Lolagha, ikwisa na mafunde; kila liso likumwagha, palikimo navooni vano valyamomile. Nifisina fyoni ifya mu iisi vilipelepesia kwa mwene. Ena, Ameni.
8 Ik ben de Alfa en de Omega, het Begin en het Einde, zegt de Heere, Die is, en Die was, en Die komen zal, de Almachtige.
“U ne nene Alfa kange Omega,” fye ijova u Mutwa u Nguluve, “Umwene juno kwale, najuno kwalyale, nujuno ikwisa, umunyangufu.”
9 Ik, Johannes, die ook uw broeder ben, en medegenoot in de verdrukking, en in het Koninkrijk, en in de lijdzaamheid van Jezus Christus, was op het eiland, genaamd Patmos, om het Woord Gods, en om de getuigenis van Jezus Christus.
Une, Yohana - nenyalukolo ghwinu nejuno nihasing'ana numue mu mumuko na muvutua na mulugudo ulupesie luno luli mwa yesu; nilyale mu kiponge kino kitambulua Patimo vwimila vwa lisio lya Nguluve nhu vwolesi vwimila u Yesu.
10 En ik was in den geest op den dag des Heeren; en ik hoorde achter mij een grote stem, als van een bazuin,
Nilyale mwa Mhepo ikighono kya Mutwa.

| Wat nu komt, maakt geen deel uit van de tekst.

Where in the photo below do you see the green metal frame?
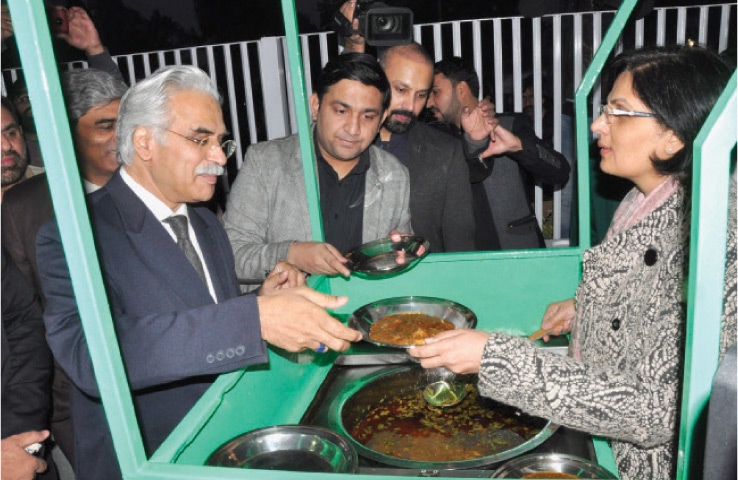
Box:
[677,72,738,478]
[8,0,736,480]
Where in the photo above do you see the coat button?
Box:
[643,248,659,267]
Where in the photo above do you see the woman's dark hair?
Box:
[433,57,479,98]
[313,52,391,111]
[608,46,733,180]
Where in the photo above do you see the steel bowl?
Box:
[491,453,618,479]
[328,365,558,470]
[205,425,359,473]
[345,235,430,277]
[348,296,477,348]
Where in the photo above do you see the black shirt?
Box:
[315,142,370,254]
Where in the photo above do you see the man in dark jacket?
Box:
[0,248,57,479]
[339,1,475,253]
[375,42,475,252]
[428,57,570,250]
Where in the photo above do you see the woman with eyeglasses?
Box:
[410,47,735,480]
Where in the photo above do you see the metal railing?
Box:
[2,3,736,240]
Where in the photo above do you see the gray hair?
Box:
[62,68,128,127]
[116,65,220,165]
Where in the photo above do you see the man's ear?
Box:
[133,127,156,161]
[310,93,320,122]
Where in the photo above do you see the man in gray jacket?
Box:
[223,53,412,290]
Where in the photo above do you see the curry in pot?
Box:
[369,313,454,345]
[520,471,579,478]
[348,385,546,462]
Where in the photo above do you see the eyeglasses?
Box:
[2,126,21,142]
[164,128,237,158]
[599,105,658,123]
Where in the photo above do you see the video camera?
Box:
[333,0,413,47]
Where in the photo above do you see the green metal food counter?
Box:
[8,0,736,480]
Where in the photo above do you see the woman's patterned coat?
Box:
[479,188,689,480]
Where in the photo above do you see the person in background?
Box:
[339,1,475,253]
[0,97,44,200]
[409,46,735,480]
[0,68,128,470]
[0,248,57,480]
[523,75,553,148]
[2,5,125,167]
[36,66,361,480]
[223,53,412,289]
[428,57,569,250]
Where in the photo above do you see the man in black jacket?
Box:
[428,57,570,250]
[375,42,475,252]
[0,248,56,479]
[340,1,475,253]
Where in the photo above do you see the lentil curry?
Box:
[347,385,546,462]
[369,313,455,345]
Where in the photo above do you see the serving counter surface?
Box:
[300,347,596,478]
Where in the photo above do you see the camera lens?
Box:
[374,15,397,32]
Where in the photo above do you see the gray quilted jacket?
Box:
[223,135,412,288]
[479,188,689,480]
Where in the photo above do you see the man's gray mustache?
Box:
[195,163,225,176]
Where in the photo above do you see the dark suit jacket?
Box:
[2,173,54,305]
[0,248,53,438]
[405,122,475,252]
[37,172,268,480]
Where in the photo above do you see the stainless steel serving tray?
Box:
[328,365,558,470]
[348,296,477,348]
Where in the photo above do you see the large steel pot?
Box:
[328,366,558,470]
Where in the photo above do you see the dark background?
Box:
[3,0,719,68]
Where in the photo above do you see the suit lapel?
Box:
[106,173,217,306]
[188,207,230,302]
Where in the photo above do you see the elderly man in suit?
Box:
[37,66,361,480]
[223,53,411,288]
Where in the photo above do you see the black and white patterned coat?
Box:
[479,188,689,480]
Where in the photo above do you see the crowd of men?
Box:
[2,3,569,480]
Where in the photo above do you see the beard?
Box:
[384,110,418,133]
[2,152,28,187]
[20,115,36,134]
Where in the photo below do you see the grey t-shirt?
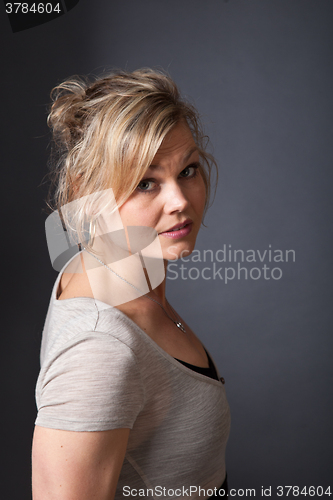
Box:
[36,275,230,500]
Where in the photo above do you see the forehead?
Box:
[152,122,197,165]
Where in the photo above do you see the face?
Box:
[119,123,206,260]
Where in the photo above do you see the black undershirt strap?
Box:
[175,349,219,380]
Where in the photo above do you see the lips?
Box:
[160,219,192,234]
[159,219,193,238]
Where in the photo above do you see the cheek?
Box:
[194,176,207,213]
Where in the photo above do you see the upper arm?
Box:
[32,426,130,500]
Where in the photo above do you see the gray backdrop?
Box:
[0,0,333,500]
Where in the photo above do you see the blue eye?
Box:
[180,163,200,179]
[137,179,155,193]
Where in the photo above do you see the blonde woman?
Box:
[32,69,230,500]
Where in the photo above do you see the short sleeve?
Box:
[35,332,144,431]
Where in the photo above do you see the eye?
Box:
[136,179,156,193]
[179,163,200,179]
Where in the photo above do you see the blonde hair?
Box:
[48,68,216,247]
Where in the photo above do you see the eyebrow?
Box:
[148,146,199,170]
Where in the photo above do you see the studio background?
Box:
[0,0,333,500]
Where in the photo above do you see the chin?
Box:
[163,243,194,261]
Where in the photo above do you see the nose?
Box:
[164,182,190,214]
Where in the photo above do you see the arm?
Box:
[32,426,130,500]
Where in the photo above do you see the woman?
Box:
[32,69,230,500]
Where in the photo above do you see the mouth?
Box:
[159,219,193,238]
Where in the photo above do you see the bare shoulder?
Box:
[57,254,93,300]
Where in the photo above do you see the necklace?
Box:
[81,245,186,333]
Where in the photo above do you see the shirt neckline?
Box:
[51,252,222,386]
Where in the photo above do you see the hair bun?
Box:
[47,77,88,150]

Nilya m'pulike kun'sana kulyune ilisio ilivaha ndavule ulukelema,
11 Zeggende: Ik ben de Alfa en de Omega, de Eerste en de Laatste; en hetgeen gij ziet, schrijf dat in een boek, en zend het aan de zeven Gemeenten, die in Azie zijn, namelijk naar Efeze, en naar Smyrna, en naar Pergamus, en naar Thyatire, en naar Sardis, en naar Filadelfia, en naar Laodicea.
jikatisagha, “Lemba mukitabu sino ghukusivona, ughasung'e mu ng'ong'ano lekela lubale, kuluta ku Efeso, kuluta ku Smirna, kuluta ku Pergamo, kuluta ku Thiatira, kuluta ku Sardi, kuluta ku Philadelphia, nakuluta ku Laodikia.”
12 En ik keerde mij om, om te zien de stem, die met mij gesproken had; en mij omgekeerd hebbende, zag ik zeven gouden kandelaren;
Nikasyetuka kulola lisio lyani juno isile kujova nune, nikati nisyetuke nikakyagha ikisonge ikya sahabu nikya tala lekela lubale.
13 En in het midden van de zeven kandelaren Een, den Zoon des mensen gelijk zijnde, bekleed met een lang kleed tot de voeten, en omgord aan de borsten met een gouden gordel;
Pakate na kati pa kisonge ikya tala pe alyale jumo umwana ghwa Adamu, afwalile isopeka inali jinojilya dughile musajo sa mwene, nu nkanda ghwa sahabu kusunguta ikifuva kyamwene.
14 En Zijn hoofd en haar was wit, gelijk als witte wol, gelijk sneeuw; en Zijn ogen gelijk een vlam vuurs;
Umutu ghwamwene ni linyele lya mwene lilyale livalafu hwene hamba imbalafu hwene vutine vwa ng'ala, nagha maso gha mwene ghalyale ghimulika hwene lulapi lwa mwoto.
15 En Zijn voeten waren blinkend koper gelijk, en gloeiden als in een oven; en Zijn stem als een stem van vele wateren.
Isajo samwene silyale hwene shaba jino vakuuliile kyongo, hwene shaba jino jikilile mu muoto, nali lisio lyamwene lilya hwene lisio lya malenga minga ghano ghiseleleka ni ngufu.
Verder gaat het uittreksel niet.